会場がハイアットに移ってから2回目の NAPS でした。ワーキンググループ ReMeDHe (Working group for Religion, Medicine, Disability, Health, and Healing in Late Antiquity) が主催したセッションに参加し、テルトゥリアヌスの初期と中期著作における問題への取り組みについて考察しました。フロアからの質問を踏まえて、今回の発表を改稿し、南アのクリスがエディタをつとめる雑誌への寄稿を約束しました。

Narita Hotel

シカゴに参加した後は、例年であればカナダの教父学会につづいて参加するのですが、今回はいったん成田に戻って、その後はベルギーへと移動することになりました。どうしても大陸間周遊券なるものをとれなかったからです。移動のあいだも、ちょうど編集段階に入っていた教父研究会欧文号の寄稿論文の編集作業に取り組まざるをえず、シカゴから成田に戻る機内でも TeX ファイルをチェックしていました。成田の全日空のホテルの泊まった部屋から見えたのは、空港そばとは思えない光景でした。

GASR report published.

2017年2月に、基盤研究C「アウグスティヌスにおける心性の複層性と修道制への関与」の成果報告書を Kamimura, N. Disciplines and Identities, Divine and Spiritual, in Late Antiquity, Research Report Grant-in-Aid for Scientific Research (C) JP26370077, Tokyo, 2017 として刊行しました:報告書目次

なお、科学研究費助成事業データベース「KAKEN」から検索可能なこの研究課題のページにおいても、電子報告書がアップロードされる予定です。

Conference talk @ Canterbury UK

英国カンタベリーの大聖堂隣接のカンタベリー・カテドラル・ロッジにおいて開かれた国際研究集会 Ancient Thought from a Global Perspective: Human Freedom and Dignity (26-28 February) において、研究成果を発表しました。
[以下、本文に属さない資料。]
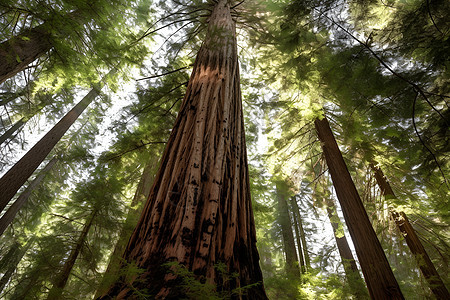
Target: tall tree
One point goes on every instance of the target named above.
(18, 52)
(13, 260)
(199, 211)
(296, 212)
(9, 215)
(136, 206)
(61, 280)
(412, 240)
(376, 269)
(348, 261)
(298, 238)
(11, 182)
(284, 219)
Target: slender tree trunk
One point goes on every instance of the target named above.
(9, 215)
(284, 220)
(199, 210)
(424, 262)
(298, 239)
(18, 52)
(61, 279)
(376, 269)
(13, 261)
(11, 182)
(348, 261)
(136, 206)
(302, 236)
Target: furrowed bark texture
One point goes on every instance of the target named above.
(59, 283)
(18, 52)
(348, 261)
(424, 262)
(288, 237)
(199, 210)
(9, 215)
(376, 269)
(11, 182)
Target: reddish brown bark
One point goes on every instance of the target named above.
(292, 267)
(9, 215)
(199, 209)
(424, 262)
(376, 269)
(61, 279)
(11, 182)
(18, 52)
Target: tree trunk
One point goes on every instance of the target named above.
(348, 261)
(136, 206)
(284, 220)
(302, 236)
(377, 272)
(199, 210)
(13, 260)
(412, 240)
(61, 279)
(18, 52)
(11, 182)
(298, 239)
(9, 215)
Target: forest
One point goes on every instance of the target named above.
(224, 149)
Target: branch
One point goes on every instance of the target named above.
(163, 74)
(414, 85)
(133, 149)
(423, 143)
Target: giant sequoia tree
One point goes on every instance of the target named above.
(199, 212)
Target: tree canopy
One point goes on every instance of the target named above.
(377, 72)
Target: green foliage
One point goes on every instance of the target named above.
(199, 288)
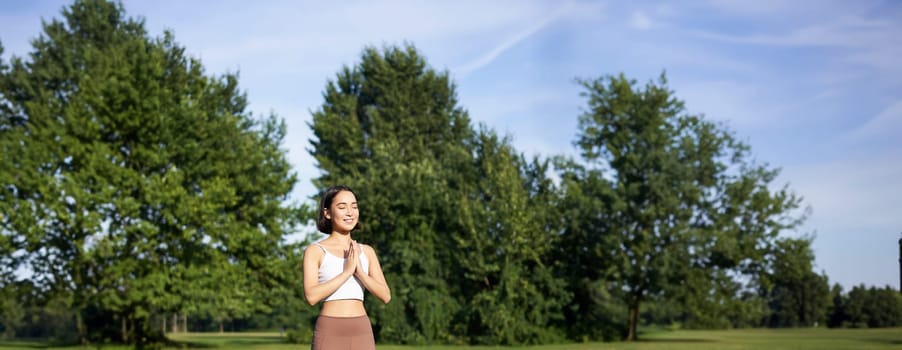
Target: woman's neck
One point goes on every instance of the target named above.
(341, 238)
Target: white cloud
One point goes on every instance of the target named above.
(640, 21)
(490, 56)
(887, 123)
(850, 195)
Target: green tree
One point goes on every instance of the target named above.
(798, 296)
(687, 205)
(455, 214)
(390, 128)
(504, 249)
(139, 184)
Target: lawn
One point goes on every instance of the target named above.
(752, 339)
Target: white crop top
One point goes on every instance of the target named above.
(332, 266)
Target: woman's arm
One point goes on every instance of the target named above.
(375, 280)
(314, 291)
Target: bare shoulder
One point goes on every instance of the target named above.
(313, 251)
(368, 249)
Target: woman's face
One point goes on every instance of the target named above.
(343, 212)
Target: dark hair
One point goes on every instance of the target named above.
(325, 225)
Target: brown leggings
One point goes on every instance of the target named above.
(343, 333)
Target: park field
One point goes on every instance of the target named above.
(748, 339)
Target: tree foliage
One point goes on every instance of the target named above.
(447, 207)
(133, 183)
(687, 209)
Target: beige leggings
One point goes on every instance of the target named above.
(343, 333)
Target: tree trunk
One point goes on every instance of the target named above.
(634, 319)
(82, 329)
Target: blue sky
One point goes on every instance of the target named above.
(815, 87)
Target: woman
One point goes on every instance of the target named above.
(336, 270)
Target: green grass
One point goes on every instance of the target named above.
(748, 339)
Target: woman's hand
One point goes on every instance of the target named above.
(352, 258)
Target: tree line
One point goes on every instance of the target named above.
(141, 196)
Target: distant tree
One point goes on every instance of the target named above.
(133, 184)
(687, 208)
(390, 128)
(836, 314)
(505, 249)
(454, 213)
(880, 307)
(798, 296)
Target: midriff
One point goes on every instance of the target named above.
(343, 308)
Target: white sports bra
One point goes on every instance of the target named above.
(332, 266)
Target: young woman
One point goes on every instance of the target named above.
(336, 271)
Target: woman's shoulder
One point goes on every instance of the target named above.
(314, 247)
(367, 248)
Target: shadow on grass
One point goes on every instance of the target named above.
(224, 342)
(676, 340)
学会最終日のセッションにおいて話した論文のタイトルは、つぎのとおりです。

  • Naoki Kamimura, ‘The reception and (dis-)assimilation of patristic literature in early modern Japan,’ International Conference ‘Ancient Thought from a Global Perspective: Human Freedom and Dignity’, Canterbury Cathedral Lodge, Canterbury, UK: 25 February–1 March 2017.

Canterbury 2017

Canterbury 2017

学会オーガナイザの Prof. Karla Pollmann の招待によって、カンタベリー大聖堂のすぐ南にあるロッジで開かれた研究集会、あわせて学会前日に開かれた Post-Doctoral Fellow 主体のセミナーに参加し、また小規模のあつまりであったこともあり、濃密な議論の空間を享受することができました。EU ベースのプロジェクトに参加した人々は、英国、デンマーク、ロシア、ドイツ、イタリア、スペイン、ブラジル、チェコ、ハンガリー、日本、と多国籍で、今日のヨーロッパを中心とした人文学の交流の一端を覗くことができました。

Canterbury 2017

Canterbury 2017

初日午前に近くのアウグスティヌス修道院跡を訪ねることができたのも幸運でした。ハイシーズンでなかったので、土日しか空いてないということでした。2日目午後には、大聖堂のアーカイヴと図書館に案内されて、アルキヴィストの Mrs Cressida Williams による特別講義を受けました。古刊本修復の現場に立ち合って、この地において「雁皮」という言葉が発せられる場面に出くわしたのは一興でした。

発表した論文について刊行予定の論文集への投稿を誘われたのはよかったですが、なによりも議論のなかで今後検討すべき課題について有益な示唆を受けとることができたのがこの学会参加の収穫であったと言えるでしょう。